Friendship ended with server development, now hardware is my best friend.

It's been a little while, my dear gemlog. Two weeks to be exact. In the meantime I've become disillusioned with trying to learn Node.js streams and add all sorts of bells and whistles to this capsule. I spent a few hours splitting the server parts from the request handlers, improving spec compliance, and trying to emulate Express. It worked but all of it was flashing a big red flag with "over-engineered" written on it. It feels like such a waste of time to try to make sense of this backend development stuff with TypeScript screaming at me constantly, while I could be just creating stuff. 50 lines of JavaScript is more than enough for a static server, and that's all I really need. All that crazy talk of middleware and session handling is behind me.

My next shiny thing is a Raspberry Pi Zero. This thing is so cute! I got a soldering kit and added its GPIO header. It was scary at first on such a tiny board, but it went surprisingly well. Never too late learn. The smell of burning solder brought back memories of my dad fixing our communist era cathode-ray TV, and of 12 year old me performing board-saving surgery on my ZX Spectrum clone, my first and only computer in the house at the time. The Pi Zero I got is not a W though, so the only way to access it besides hooking up a monitor and keyboard is to jack in to the serial UART, so I made sure to also grab a PL2303 usb thingy. It's a weird sort of joy to see terminal text loading at such a low baud rate. I also added a transparent case to it which makes it look pretty sleek!

Of course an RPi Zero is kind of useless by itself when you already own its bigger brother and are serving all sorts of random stuff off it. Also breadboards are cool and all to get a feel for the thing, but they look like a goddamn temporary tangle of a mess. I wanted something permanent, and potentially useful. My shopping list also included: tiny prototype PCBs, capacitors, resistors, sensors, connectors.

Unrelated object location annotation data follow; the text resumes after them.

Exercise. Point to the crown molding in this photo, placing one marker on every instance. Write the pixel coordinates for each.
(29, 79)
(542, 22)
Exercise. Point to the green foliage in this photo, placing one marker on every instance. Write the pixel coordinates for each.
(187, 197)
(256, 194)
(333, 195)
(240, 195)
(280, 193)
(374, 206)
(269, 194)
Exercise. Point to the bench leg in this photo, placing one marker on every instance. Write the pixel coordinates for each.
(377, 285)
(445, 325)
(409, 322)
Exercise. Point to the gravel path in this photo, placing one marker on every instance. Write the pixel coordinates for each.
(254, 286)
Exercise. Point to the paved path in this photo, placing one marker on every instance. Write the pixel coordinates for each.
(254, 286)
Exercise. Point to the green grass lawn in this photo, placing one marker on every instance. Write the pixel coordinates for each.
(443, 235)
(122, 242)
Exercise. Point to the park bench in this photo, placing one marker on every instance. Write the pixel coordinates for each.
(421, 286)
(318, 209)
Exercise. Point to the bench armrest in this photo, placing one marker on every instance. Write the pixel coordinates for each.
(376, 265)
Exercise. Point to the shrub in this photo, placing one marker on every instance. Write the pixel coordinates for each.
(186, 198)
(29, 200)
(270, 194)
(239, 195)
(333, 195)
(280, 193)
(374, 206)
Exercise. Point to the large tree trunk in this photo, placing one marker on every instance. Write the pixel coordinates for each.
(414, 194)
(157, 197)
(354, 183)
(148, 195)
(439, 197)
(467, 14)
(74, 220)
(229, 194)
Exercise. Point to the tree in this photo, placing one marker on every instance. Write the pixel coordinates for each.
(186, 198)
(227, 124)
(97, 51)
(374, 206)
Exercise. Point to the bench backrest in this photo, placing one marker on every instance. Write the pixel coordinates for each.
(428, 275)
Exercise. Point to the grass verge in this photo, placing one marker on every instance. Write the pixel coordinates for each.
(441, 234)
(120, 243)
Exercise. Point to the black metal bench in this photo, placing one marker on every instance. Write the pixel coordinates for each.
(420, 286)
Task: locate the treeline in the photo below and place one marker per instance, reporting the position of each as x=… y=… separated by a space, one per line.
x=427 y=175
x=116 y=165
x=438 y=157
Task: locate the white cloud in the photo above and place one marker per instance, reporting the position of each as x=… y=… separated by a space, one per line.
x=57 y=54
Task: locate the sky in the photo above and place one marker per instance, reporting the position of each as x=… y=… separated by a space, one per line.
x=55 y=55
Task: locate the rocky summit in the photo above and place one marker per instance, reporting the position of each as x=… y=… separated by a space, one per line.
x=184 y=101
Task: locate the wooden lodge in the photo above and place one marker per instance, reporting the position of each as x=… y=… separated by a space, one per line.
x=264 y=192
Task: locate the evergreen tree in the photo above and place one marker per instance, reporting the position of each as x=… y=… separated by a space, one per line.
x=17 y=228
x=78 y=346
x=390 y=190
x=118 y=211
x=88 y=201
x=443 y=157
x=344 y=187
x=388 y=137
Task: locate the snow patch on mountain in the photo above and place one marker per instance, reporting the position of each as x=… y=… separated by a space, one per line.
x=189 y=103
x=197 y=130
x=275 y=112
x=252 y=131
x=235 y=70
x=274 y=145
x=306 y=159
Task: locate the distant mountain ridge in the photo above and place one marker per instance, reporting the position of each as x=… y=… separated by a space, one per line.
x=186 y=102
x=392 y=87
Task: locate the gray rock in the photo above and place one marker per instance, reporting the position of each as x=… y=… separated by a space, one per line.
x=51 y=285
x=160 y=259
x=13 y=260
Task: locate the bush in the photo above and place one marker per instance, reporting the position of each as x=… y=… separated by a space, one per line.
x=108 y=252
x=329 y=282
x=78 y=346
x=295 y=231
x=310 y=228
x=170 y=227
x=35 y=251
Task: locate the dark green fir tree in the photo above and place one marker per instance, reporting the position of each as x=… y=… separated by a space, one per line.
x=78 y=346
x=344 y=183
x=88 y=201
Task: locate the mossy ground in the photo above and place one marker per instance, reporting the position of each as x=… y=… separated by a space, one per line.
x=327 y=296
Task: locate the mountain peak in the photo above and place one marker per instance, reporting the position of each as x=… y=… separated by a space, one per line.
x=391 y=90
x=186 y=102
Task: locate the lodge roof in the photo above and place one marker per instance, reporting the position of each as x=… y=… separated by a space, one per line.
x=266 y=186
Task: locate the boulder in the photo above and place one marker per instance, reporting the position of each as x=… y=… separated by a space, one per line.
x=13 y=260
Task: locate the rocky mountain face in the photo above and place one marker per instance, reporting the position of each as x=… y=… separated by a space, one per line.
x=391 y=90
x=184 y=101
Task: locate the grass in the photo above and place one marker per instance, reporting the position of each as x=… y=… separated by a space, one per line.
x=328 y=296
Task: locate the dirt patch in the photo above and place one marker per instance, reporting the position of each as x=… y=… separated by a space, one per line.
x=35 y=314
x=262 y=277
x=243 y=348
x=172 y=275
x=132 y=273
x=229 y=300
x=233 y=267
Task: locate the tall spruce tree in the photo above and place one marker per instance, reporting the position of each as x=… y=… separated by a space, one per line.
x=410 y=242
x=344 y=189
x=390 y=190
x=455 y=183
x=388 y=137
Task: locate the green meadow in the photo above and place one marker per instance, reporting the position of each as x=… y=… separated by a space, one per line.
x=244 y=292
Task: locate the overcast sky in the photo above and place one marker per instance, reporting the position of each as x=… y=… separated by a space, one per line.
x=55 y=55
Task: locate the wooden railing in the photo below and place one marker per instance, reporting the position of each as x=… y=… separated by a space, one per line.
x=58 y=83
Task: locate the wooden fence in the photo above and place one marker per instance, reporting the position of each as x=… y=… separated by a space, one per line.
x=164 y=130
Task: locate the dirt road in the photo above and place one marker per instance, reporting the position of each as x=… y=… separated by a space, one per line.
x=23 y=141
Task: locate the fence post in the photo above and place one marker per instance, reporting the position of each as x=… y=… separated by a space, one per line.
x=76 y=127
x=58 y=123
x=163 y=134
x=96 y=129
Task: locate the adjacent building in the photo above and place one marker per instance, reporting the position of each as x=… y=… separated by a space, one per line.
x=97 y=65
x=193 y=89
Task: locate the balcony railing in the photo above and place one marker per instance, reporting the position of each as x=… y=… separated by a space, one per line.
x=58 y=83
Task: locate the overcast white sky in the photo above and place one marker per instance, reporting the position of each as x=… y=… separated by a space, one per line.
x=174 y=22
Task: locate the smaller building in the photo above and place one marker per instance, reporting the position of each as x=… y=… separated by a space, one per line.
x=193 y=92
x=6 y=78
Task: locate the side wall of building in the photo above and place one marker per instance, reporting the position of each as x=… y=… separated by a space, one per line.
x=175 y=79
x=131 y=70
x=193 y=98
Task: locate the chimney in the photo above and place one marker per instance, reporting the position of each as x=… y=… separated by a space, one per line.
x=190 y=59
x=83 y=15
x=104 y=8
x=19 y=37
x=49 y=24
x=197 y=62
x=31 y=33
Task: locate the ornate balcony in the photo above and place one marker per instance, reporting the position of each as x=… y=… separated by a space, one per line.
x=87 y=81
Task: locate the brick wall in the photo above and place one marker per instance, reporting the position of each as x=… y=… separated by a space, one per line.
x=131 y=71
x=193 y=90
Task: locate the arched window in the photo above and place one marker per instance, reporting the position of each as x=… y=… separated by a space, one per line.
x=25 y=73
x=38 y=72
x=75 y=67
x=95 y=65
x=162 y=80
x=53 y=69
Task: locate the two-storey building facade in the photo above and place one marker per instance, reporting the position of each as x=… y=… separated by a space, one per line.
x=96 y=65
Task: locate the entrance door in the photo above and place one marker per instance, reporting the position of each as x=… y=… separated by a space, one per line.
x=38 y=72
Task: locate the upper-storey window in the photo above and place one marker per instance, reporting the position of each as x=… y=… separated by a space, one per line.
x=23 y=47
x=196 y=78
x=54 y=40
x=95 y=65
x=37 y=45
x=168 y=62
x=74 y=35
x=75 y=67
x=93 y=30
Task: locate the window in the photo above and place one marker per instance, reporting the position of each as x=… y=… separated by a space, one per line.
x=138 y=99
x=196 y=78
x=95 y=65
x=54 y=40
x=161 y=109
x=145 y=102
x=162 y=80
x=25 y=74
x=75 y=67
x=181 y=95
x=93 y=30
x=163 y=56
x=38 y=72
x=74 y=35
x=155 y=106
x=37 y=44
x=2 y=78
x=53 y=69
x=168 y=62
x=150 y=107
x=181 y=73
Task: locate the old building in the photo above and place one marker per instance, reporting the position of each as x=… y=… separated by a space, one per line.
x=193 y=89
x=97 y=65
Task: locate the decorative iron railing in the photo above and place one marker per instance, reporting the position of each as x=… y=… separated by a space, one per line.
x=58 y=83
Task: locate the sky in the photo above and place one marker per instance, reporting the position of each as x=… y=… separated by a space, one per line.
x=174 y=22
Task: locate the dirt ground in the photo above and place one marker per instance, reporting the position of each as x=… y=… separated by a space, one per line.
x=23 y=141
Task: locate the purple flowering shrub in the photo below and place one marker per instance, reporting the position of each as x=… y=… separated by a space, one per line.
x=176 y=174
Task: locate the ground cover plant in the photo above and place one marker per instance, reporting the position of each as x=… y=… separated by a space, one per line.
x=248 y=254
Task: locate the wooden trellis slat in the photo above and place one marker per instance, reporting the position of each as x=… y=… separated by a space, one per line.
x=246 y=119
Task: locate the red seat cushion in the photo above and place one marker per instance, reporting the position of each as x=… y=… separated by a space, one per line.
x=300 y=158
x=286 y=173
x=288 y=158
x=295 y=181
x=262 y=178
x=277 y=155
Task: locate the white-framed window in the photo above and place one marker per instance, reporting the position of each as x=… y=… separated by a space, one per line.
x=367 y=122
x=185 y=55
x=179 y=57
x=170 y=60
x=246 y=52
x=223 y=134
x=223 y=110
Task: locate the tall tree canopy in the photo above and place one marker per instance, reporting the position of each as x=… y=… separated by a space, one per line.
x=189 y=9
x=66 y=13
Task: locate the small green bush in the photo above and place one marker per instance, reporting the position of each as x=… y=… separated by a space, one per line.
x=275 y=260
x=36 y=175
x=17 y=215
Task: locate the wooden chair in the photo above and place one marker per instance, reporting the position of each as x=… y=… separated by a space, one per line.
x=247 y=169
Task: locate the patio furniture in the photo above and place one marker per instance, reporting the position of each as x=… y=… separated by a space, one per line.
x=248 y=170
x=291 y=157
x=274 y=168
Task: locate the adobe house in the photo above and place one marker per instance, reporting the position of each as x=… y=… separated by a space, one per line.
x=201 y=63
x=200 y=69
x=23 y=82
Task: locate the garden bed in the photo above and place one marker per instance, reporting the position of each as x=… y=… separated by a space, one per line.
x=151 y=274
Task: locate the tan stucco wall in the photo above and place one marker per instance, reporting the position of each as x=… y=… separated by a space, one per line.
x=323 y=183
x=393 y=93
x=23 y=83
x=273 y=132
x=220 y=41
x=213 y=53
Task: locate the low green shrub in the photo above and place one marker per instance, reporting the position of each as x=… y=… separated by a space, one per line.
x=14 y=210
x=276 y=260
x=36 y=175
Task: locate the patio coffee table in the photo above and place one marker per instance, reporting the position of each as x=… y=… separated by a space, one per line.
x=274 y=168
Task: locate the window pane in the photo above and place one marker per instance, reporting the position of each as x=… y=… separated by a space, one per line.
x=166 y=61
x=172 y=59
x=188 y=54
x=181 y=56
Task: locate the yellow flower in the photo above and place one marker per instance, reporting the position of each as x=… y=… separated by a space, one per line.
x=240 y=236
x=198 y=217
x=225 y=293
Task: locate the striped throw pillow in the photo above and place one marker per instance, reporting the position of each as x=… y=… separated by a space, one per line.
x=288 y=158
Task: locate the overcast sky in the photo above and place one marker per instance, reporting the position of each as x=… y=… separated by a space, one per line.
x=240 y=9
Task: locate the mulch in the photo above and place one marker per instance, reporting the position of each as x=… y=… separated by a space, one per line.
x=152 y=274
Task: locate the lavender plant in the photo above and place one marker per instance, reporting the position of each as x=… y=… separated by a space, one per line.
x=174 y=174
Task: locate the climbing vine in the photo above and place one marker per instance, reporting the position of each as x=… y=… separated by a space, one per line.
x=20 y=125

Basically I went all out, to create a stockpile of parts but also make something I've been itching for for a while. After a couple of hours of soldering and a sore back, I'm now the proud owner of a tiny sensor array. Hooked it up to my big Pi and it's now obediently logging data, drawing a graph of all sensors and serving it over http. Huge success! The next step is to get the Zero connected to the rest of the world, and have it handle the sensor array instead.

Wonder when this lingering smell of solder smoke will go away.